I’ve always heard that there is no pain like that of a parent watching their child suffer. I never thought this was true until it recently happened to me.
Never fear, my kids aren’t sick, oh no, they are perfectly normal and healthy. If by perfectly normal you mean never wanting to take a shower, never wanting to do their homework, never wanting to stop to eat, never doing anything I ask without first complaining, etc. etc., etc.
But let’s set that “normalcy” aside for a moment and focus on the moment that I actually felt heartbreak for my child. It is a moment that I will never ever forget.
Most dads will think I’m crazy, but lucky for me most of the mom’s reading this will be breathing a sigh of relief because they too have experienced these emotions at one time or another and will hopefully feel like their feelings are somewhat validated after reading this story.
It all started last week as I was driving through the neighborhood after work. I drove past the pool clubhouse, which is just around the corner from my house, and I saw what looked like Gibby, my six year old, sitting with his legs curled up, and his head down in the middle of the parking lot. My first thought was “what the hell is my child doing sitting in the middle of the pool parking lot?” But as I got closer I felt a well of emotion coming up my throat.
I pulled into the parking lot and could hear him crying. He hadn’t seen me yet, so I know his emotions were real. And my heart suddenly ached like it never had before. I, for the life of me, could not figure out what had happened that would make him cry like that. Then I started to panic, I wondered if something had happened to his brother, or perhaps my dad, who lives with us. All sorts of scenarios had played out ever so quickly in my mind.
So I quietly walk up to him and he lifts his head and much to my surprise, supporting his behavior were two giant alligator tears streaming down his face. He was definitely hurt by something, but what I didn’t know. So I tried my best to get it out of him
Me: Geeker (that’s what I call him, don’t judge) what’s wrong? Why all the tears?
Gibson: The older girls at the park are making fun of me.

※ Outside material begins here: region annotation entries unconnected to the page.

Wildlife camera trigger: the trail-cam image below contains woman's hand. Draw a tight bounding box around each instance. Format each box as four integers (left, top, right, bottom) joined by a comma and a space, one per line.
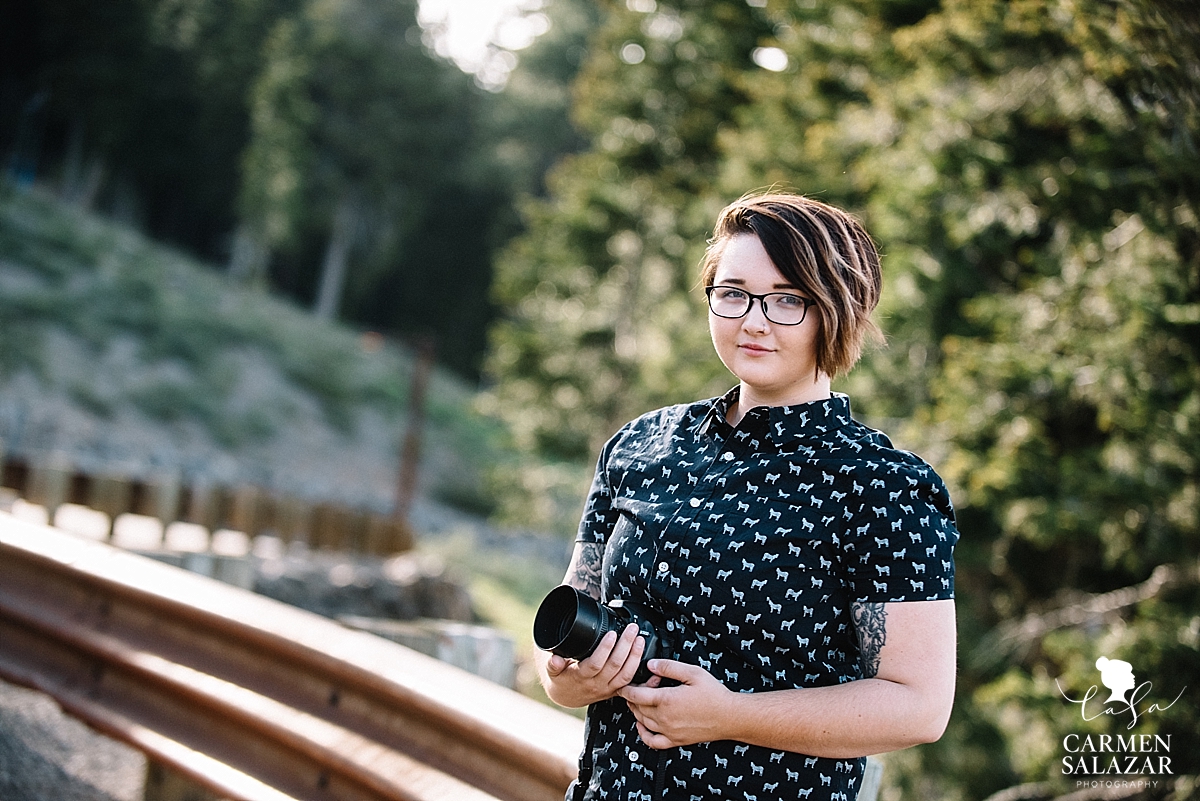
539, 624, 646, 707
618, 660, 734, 749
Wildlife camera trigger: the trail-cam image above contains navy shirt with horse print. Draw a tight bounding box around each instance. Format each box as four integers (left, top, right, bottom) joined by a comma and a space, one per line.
568, 387, 959, 801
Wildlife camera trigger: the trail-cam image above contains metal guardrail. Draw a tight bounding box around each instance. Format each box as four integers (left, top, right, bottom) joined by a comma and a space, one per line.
0, 442, 413, 556
0, 512, 583, 801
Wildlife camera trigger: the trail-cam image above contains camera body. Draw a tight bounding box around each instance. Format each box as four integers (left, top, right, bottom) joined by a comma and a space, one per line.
533, 584, 666, 685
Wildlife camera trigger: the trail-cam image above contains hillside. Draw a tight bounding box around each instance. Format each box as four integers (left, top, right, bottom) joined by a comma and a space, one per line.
0, 183, 569, 642
0, 181, 502, 512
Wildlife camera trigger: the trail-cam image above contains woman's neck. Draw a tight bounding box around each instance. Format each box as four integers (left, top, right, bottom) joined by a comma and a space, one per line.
725, 373, 832, 428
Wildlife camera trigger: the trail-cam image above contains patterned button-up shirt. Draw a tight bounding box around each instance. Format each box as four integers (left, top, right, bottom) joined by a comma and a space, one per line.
568, 389, 958, 801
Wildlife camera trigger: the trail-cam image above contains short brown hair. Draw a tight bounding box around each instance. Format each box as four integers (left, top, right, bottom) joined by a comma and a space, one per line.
701, 192, 883, 378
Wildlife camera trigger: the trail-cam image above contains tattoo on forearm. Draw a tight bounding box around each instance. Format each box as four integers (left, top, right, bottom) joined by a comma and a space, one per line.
566, 542, 604, 598
850, 603, 888, 679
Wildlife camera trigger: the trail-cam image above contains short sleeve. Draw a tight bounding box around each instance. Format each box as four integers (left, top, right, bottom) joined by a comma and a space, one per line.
575, 426, 628, 543
842, 460, 959, 603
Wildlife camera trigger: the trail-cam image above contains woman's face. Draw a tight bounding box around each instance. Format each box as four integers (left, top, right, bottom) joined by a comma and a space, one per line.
708, 234, 829, 406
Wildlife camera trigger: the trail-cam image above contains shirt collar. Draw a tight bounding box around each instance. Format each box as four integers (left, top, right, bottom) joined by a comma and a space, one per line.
696, 386, 851, 447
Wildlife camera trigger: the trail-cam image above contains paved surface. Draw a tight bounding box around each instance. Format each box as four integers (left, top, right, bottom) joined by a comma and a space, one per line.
0, 681, 146, 801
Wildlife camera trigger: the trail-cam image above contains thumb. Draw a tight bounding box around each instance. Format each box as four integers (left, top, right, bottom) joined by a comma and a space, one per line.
546, 654, 568, 676
646, 660, 708, 685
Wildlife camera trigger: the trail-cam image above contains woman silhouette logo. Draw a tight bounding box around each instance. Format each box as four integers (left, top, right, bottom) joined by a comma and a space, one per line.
1096, 656, 1138, 704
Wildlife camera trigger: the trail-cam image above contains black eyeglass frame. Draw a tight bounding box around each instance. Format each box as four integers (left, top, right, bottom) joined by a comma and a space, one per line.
704, 284, 817, 325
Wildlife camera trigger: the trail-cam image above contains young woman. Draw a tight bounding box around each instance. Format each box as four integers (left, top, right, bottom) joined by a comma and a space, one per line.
538, 193, 958, 801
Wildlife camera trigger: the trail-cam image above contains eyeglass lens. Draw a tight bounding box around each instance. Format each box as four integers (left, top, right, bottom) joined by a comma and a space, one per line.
708, 287, 812, 325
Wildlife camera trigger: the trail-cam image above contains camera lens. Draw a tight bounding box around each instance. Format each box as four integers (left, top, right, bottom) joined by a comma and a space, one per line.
533, 584, 664, 683
533, 584, 612, 660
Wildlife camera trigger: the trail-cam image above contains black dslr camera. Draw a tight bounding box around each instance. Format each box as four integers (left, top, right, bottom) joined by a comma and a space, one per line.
533, 584, 665, 685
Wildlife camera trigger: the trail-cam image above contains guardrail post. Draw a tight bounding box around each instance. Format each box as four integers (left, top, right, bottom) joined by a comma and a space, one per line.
84, 475, 133, 541
274, 496, 312, 544
26, 454, 71, 523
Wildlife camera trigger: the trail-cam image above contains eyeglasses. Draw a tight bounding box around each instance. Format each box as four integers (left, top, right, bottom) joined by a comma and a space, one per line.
704, 287, 817, 325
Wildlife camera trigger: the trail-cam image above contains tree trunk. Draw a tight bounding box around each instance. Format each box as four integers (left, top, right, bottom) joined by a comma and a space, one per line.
228, 222, 271, 287
313, 194, 360, 320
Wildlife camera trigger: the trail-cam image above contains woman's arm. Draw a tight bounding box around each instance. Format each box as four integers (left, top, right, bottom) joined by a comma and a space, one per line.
534, 542, 646, 707
619, 601, 955, 759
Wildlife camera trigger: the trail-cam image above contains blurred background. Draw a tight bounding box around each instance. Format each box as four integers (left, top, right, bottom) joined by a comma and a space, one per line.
0, 0, 1200, 801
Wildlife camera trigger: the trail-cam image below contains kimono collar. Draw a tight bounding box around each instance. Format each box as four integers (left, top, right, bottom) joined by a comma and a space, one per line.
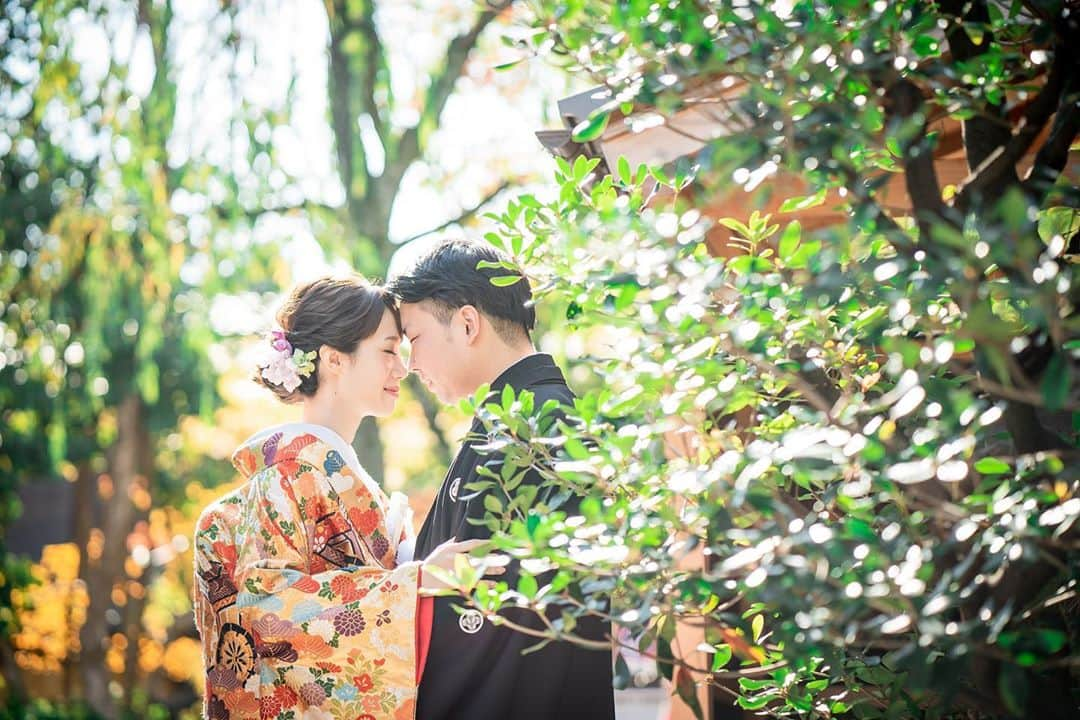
232, 422, 386, 510
491, 353, 566, 393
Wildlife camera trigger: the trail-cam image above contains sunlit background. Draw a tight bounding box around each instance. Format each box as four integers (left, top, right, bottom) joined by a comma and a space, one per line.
0, 0, 648, 717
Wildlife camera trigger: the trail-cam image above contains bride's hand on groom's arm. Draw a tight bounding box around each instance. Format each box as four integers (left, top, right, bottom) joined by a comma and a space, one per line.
420, 538, 505, 595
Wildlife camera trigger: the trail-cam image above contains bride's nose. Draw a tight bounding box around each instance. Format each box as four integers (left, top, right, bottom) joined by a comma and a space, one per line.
392, 356, 408, 380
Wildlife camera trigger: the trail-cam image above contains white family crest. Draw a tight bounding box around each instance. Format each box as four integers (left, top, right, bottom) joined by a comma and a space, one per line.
458, 610, 484, 635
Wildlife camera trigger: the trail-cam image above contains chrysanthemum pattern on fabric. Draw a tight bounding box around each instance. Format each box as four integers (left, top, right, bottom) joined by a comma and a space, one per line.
194, 426, 419, 720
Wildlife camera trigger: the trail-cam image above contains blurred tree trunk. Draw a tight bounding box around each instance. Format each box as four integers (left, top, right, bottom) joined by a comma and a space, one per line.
79, 393, 149, 717
326, 0, 511, 484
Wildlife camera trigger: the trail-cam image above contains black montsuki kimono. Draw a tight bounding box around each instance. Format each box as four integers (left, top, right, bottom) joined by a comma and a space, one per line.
416, 354, 615, 720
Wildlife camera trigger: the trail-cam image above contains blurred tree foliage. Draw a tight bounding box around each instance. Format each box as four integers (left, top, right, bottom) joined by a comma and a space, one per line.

Me: Why are they making fun of you?
Gibson: They say I have a girlfriend.
Me: Do you have a girlfriend?
Me: (shocked and suddenly feeling sick to my stomach) Who is it?
Gibson: Marissa (a little girl in his class who often comes over for play dates)
Me: So why are you upset?
Gibson: Because they are laughing and saying we are “kissing in a tree”
Me: Honey, this is what happens when boys and girls play together. Did you ask them to stop?
Gibson: Yes, but they just kept making fun of me.
Me: You have to act like their comments don’t bother you. They are only making fun of you because they know it makes you mad.
Gibson: I tried, but I can’t mommy! They are still mean.
(frazzled…I don’t know what else to say…so yes, I stoop to this level)
Me: Well then you just have to make fun of them back (I know, I’m not proud but desperate times call for desperate measures).
Gibson: I tried that too mommy, but I don’t know enough about them to make fun of them. (touché!)
Me: Well then you are just going to have to get broader shoulders honey. In the future you could try something like, “I’m rubber, your glue, whatever bounces off me sticks to you.”
Gibson: (looking at me like I’m crazy) I don’t even know what that means mommy.
Me: Me either, but I don’t know what else to tell you.
I finally convinced him to come in the house with me to have a snack. As we were sitting at the kitchen table it was like a light bulb popped on over his head…
Gibson: Hey mom, can we talk about this later? I want to go back to the park.
Me: Sure honey, have fun…and keep smiling, don’t let the older kids bother you.
Gibson: yeah…ok mommy!
I sat at the table all proud of myself thinking that it was something I must have said to him that gave him the courage to want to get back up and go fight his own battle.
Ten minutes later…
Gibson: (running in from the outside all excited) Mommy! Mommy!
Gibson: Guess what?
Gibson: I figured out how to get the older girls to stop making fun of me and Marissa.
Gibson: I took two light sabers outside, one red and one green. I took the red one because it is Anakin’s light saber. Mom, did you know that Anakin is the best fighter in Star Wars? Well except for maybe Darth Vader but he actually dies in one of the movies. You know what my favorite part of Star….
Me: Gibson, get to the point!
Gibson: Well, I challenged one of the girls to a light saber fight and I won.
Me: Oh really, how did you win.
Gibson: I clocked her in the back of the knees when she wasn’t looking and she fell to the ground.
And that , my friends, is the difference between how boys and girls settle arguments! It’s a lesson we all should take seriously!